308 days without yelling, 57 days of loving more to go!
Dear Kevin Bacon,
I love the movie Footloose. Love it, love it, love it! I love when you passionately declare that there is a Time to Dance. Right now, this night, I feel as if I am you. It is my time to dance, to celebrate. In fact, I played “Footloose” tonight and had a dance party with my boys we danced and we yelled. You see, it wasn’t just my time to dance, it was also my Time to Yell.
The Orange Rhino
I have spent the last 307 plus days talking about my commitment to not yell at my boys. I’ve talked about how yelling doesn’t work; how it just makes me feel crappier and the kids cry harder. I’ve talked about how not yelling has benefits, like more peace in the house and in my heart. I’ve talked about how often yelling isn’t warranted, but that my time out to look at my stress is. I have covered a lot of different yelling territory, I think, except for one area: when it IS okay to yell.
Because, I do believe there is a time to yell, and I don’t just mean the emergency situations.
Yes, my yelling meter clearly states that yelling to (not at) is okay in emergency situations, dangerous situations, where a truly raised voice is necessary to keep a child out of harm’s way. Yep, I am cool with yelling in those situations so long as it is to get attention in order to deliver a clear message of safety, not of degradation to the child for misbehaving.
But more so, I am totally cool with yelling for joy, and happiness, and pride, and love.
I am cool with yelling at the top of my lungs “YES! My son’s brain is okay!”
I am cool with yelling at the top of my lungs “YES! Go #1, keep going, you got it, SCORE! You did it!”
I am cool with yelling at the top of my lungs “HAPPY BIRTHDAY #2! I love you!”
I am cool with yelling at the top of my lungs “YEAH #3 you pooped in the potty!”
Yes, there is most definitely a time to yell.
And when the times comes, the time to yell for joy, I need all the energy I can muster. When the time comes, I don’t want to be struck with Parental Laryngitis and unable to yell because I have lost my voice. When the time comes, I don’t want to be so tired from yelling and feeling so crappy from yelling that I can’t find enough joy to yell.
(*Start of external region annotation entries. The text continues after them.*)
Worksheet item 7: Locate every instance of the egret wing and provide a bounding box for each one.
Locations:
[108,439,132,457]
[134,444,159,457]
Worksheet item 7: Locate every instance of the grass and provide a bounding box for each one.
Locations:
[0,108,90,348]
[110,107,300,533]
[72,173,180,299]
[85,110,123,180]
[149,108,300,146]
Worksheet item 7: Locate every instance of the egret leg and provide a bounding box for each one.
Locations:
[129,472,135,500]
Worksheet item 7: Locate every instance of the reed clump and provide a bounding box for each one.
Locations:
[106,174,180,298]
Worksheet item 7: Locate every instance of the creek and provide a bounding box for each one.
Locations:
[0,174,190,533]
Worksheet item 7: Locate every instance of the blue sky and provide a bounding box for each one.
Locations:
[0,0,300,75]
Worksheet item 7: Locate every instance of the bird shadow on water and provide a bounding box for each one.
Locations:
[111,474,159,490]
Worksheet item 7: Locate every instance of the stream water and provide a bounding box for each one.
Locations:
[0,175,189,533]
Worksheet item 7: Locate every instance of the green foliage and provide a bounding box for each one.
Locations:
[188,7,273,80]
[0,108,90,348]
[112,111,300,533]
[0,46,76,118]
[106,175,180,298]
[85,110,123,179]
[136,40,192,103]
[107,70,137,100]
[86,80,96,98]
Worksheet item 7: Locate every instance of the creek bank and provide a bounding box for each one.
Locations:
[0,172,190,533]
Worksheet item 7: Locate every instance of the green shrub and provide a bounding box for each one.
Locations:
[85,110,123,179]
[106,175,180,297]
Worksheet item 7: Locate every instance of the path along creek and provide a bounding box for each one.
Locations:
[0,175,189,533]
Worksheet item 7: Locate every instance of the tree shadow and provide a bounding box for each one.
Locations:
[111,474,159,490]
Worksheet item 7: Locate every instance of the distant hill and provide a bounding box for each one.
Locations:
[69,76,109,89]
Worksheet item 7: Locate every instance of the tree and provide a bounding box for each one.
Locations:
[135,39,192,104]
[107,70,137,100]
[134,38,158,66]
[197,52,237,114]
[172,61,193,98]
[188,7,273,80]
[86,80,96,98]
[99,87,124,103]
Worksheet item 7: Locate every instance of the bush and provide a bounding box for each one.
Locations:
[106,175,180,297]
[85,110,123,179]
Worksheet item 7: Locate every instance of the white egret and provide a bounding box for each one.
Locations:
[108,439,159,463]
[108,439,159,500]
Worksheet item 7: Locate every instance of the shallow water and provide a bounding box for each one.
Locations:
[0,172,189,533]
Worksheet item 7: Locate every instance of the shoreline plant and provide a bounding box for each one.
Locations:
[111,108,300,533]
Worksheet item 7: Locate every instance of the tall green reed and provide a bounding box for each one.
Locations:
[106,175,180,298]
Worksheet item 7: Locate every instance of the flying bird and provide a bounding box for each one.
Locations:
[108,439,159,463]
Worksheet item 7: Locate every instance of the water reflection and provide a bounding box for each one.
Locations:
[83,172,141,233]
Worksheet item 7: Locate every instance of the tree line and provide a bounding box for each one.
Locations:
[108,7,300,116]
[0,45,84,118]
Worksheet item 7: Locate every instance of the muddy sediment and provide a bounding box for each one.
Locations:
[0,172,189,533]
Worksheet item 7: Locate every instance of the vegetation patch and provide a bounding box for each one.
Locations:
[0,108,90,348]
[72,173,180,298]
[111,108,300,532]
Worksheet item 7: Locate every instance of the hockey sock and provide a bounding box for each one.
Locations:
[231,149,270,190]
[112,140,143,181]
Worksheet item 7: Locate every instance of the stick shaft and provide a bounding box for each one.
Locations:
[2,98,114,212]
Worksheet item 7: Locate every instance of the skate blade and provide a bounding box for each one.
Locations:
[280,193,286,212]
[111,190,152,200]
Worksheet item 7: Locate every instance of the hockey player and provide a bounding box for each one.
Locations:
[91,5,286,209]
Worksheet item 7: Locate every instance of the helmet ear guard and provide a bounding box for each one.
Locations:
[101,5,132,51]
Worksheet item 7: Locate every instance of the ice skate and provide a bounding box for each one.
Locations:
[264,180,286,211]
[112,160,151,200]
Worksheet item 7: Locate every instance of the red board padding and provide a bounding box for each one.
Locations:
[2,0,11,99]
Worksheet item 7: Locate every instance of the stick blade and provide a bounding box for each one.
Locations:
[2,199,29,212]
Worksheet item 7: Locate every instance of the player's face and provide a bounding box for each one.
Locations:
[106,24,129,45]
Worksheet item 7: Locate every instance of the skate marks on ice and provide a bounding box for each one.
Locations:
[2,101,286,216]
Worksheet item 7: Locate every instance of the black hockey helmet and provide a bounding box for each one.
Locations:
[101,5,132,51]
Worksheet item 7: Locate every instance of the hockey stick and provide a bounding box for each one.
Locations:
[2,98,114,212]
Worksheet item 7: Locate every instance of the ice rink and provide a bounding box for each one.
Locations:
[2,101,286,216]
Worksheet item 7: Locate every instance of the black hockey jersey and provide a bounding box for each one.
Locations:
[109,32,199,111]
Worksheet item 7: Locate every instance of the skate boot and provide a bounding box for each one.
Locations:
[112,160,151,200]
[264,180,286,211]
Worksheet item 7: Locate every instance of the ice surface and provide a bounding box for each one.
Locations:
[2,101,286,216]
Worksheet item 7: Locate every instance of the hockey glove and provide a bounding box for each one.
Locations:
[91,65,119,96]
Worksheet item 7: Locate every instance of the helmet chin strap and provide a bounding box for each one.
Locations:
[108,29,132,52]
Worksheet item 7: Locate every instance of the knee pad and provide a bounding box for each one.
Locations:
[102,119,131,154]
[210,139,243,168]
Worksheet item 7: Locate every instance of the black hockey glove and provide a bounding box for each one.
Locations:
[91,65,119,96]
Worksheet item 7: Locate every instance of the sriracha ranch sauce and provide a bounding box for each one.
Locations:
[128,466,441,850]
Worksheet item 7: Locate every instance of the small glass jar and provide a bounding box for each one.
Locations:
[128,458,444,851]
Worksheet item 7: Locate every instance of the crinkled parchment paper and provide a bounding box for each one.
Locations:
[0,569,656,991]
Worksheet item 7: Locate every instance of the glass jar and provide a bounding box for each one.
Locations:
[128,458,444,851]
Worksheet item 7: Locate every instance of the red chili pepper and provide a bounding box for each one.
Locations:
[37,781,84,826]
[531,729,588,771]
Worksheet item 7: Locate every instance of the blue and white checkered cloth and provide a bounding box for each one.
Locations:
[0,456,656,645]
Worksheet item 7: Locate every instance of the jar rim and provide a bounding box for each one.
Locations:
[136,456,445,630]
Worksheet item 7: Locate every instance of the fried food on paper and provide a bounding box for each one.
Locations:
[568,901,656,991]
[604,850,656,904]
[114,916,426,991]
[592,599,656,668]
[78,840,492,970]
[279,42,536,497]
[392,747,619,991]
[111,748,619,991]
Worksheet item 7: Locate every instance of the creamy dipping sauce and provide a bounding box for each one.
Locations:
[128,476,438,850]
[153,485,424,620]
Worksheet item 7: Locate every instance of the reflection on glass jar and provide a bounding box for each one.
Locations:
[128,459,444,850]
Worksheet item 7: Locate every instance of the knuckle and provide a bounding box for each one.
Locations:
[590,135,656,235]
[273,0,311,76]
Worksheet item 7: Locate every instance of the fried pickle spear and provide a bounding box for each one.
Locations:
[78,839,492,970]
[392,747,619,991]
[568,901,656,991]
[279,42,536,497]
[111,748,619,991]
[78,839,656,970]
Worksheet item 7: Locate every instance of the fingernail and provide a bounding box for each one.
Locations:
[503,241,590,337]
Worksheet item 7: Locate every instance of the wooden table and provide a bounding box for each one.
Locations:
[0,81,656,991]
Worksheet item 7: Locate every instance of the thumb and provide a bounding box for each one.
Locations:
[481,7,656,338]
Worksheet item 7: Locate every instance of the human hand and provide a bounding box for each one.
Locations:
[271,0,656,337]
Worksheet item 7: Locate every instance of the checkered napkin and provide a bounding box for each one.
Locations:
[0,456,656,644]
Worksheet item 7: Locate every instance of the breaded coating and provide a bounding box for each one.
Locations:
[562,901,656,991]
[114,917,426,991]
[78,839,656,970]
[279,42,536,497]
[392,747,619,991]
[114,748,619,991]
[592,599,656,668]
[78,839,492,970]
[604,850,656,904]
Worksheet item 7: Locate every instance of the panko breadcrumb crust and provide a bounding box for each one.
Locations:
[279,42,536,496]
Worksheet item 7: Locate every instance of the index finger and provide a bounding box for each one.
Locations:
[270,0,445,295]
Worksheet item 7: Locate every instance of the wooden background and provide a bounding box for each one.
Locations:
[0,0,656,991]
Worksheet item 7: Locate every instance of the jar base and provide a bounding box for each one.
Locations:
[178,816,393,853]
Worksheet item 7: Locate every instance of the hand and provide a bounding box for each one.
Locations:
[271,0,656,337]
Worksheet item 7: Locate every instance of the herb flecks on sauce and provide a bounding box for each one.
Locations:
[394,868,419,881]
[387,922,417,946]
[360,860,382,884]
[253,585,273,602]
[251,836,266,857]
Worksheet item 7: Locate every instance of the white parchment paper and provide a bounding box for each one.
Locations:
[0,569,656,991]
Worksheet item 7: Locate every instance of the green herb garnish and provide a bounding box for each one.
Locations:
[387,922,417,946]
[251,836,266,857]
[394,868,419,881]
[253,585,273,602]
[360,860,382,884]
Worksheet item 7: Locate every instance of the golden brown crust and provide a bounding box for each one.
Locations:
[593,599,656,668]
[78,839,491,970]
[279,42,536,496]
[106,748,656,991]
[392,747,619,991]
In fact, when the time comes for me to yell to my child for a terrific reason, I don’t want my kids to be so used to my yelling that they tune out the important yells — the yells of rejoicing.
You see it is the yells of happiness that really matter. Those are the yells that need to be shared and celebrated and heard loud and clear. The other ones? Over spilled legos and spilled milk? Yeah, not so much. Not so important.
Tonight, tonight I yelled at the top of my lungs for joy and it felt AWESOME. I yelled with happiness that the worst is behind my son. I yelled with gratitude for all the support from you all. I yelled with relief that I can kind of exhale.
I yelled and it felt great and will continue to feel great. And those are the yells I live for! Yells of anger and sadness and frustration and impatience? I don’t need them, they just bring me down. They feel good for a second, but that is it. Yells of joy? They bring me up, they make me feel alive.